Все эти дни такая солнечная и тёплая стояла погода, Ксана привезла из Петровско-Разумовского со своей практики, что уже четыре дня как прилетели ласточки, начинают цвести одуванчики. А сегодня вдруг попасмурнело, похолодало, и даже срывались утром отдельные снежинки, потом не стало.
Сразу после ксеньиных занятий и пошли. Она ёжилась от Холода, но наперекор всей пасмурности была весела.
И правда же: чудо их знакомства и сближения — был свет, свет десятикратный против всех нескладностей.
Дверь Варсонофьева со старомодными резными филёнками и сама серо-старая, но по-старинному крепкая, со стеклянной синей ручкой и почтовым фанерным ящиком, выходила прямо на Власьевский. Медная дощечка с гравированной витиеватой надписью. Но — кнопка электрического звонка.
Саня позвонил.
Мимо проезжал экипаж, и сперва не было слышно изнутри. А когда проехал — прислушались — вот уже и близкий шорох, поворот ключа, и безо всякого „кто там?” — дверь открылась.

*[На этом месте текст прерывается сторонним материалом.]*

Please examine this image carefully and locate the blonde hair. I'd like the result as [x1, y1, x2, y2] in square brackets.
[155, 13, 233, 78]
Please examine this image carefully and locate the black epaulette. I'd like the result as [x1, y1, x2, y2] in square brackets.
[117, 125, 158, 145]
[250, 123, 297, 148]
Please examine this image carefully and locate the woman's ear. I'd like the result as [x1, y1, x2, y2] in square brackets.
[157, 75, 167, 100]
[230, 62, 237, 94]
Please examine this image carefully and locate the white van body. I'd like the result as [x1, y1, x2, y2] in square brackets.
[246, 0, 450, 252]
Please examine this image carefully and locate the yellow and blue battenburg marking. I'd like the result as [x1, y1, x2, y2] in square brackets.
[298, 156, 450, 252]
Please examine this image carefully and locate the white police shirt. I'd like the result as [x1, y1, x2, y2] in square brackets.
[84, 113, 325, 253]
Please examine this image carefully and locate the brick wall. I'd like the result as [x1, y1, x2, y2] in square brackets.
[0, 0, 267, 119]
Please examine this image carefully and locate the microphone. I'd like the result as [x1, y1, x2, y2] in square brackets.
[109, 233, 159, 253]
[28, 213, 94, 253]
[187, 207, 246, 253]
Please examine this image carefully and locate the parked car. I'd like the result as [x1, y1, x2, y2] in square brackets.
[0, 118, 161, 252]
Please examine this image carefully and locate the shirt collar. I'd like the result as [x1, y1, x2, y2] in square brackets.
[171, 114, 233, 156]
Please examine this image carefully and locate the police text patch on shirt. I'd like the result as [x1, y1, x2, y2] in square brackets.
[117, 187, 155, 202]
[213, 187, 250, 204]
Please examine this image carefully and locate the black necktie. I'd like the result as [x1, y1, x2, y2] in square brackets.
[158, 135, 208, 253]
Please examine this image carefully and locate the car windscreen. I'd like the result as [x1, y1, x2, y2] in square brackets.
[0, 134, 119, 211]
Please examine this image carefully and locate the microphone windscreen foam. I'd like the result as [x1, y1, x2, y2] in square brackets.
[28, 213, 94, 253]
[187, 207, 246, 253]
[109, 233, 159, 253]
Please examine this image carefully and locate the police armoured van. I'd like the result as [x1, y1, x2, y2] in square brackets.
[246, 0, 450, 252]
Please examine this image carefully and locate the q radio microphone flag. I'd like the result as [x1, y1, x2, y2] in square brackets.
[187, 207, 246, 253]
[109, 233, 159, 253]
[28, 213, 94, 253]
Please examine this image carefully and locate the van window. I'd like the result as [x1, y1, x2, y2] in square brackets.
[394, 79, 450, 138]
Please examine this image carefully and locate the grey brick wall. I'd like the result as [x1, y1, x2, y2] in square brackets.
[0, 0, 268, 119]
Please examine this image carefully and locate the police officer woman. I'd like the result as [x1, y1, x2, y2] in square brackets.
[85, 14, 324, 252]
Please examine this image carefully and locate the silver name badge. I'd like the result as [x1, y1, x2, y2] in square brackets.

В полурастворе её, не на цепочке, стоял — да! сам Павел Иванович! Тот самый — со своей ужато-возвышенной головой и особенной углублённой посадкой глаз.
— Чем могу служить? — неласково.
— Павел Иванович! — спешно стал уговаривать Саня. — Ради Бога, простите меня. Вам это, вероятно, покажется вздором. Но вы когда-то приглашали...
— Да? — очень удивился Варсонофьев.
Саня ещё растерянней:
— Да, глупо конечно, я понимаю. Простите. Это было в августе Четырнадцатого года... Я был с другом, нагнали вас на Никитском бульваре, вы повели нас в пивную, мы там разговаривали — и вы пригласили, если кто из нас когда приедет с фронта в Москву...
— А-а-а, — теперь вспомнил Варсонофьев, и под косо свисающими седыми усами губы слегка раздвинулись, улыбнулся. — А-а-а, один гегельянец и один толстовец, да?
— Да, да! — повеселел Саня. — Как я рад, что вы вспомнили. Очень неудобно, простите... Но я в Москве всего немного, а тот разговор так запал... Я эти годы много раз вспоминал ваши слова... И вот я теперь, если вы разрешите, — с моей невестой...
— Очень рад, — всё ещё не слишком ласково сказал старик. Поклонился Ксенье и распахнул перед ними дверь. — Милости прошу, взойдите.
Поднялись ещё на два порожка — и оказались в полутёмной прихожей, дерюга на полу для вытирания ног, груда поленьев сложена в стороне, рундучок у стены, а прямо вперёд деревянная лестница с точёными балясинами, и только над нею — единственное окно, пасмурное. Показал им на вешалку, молодые скинули верхнее.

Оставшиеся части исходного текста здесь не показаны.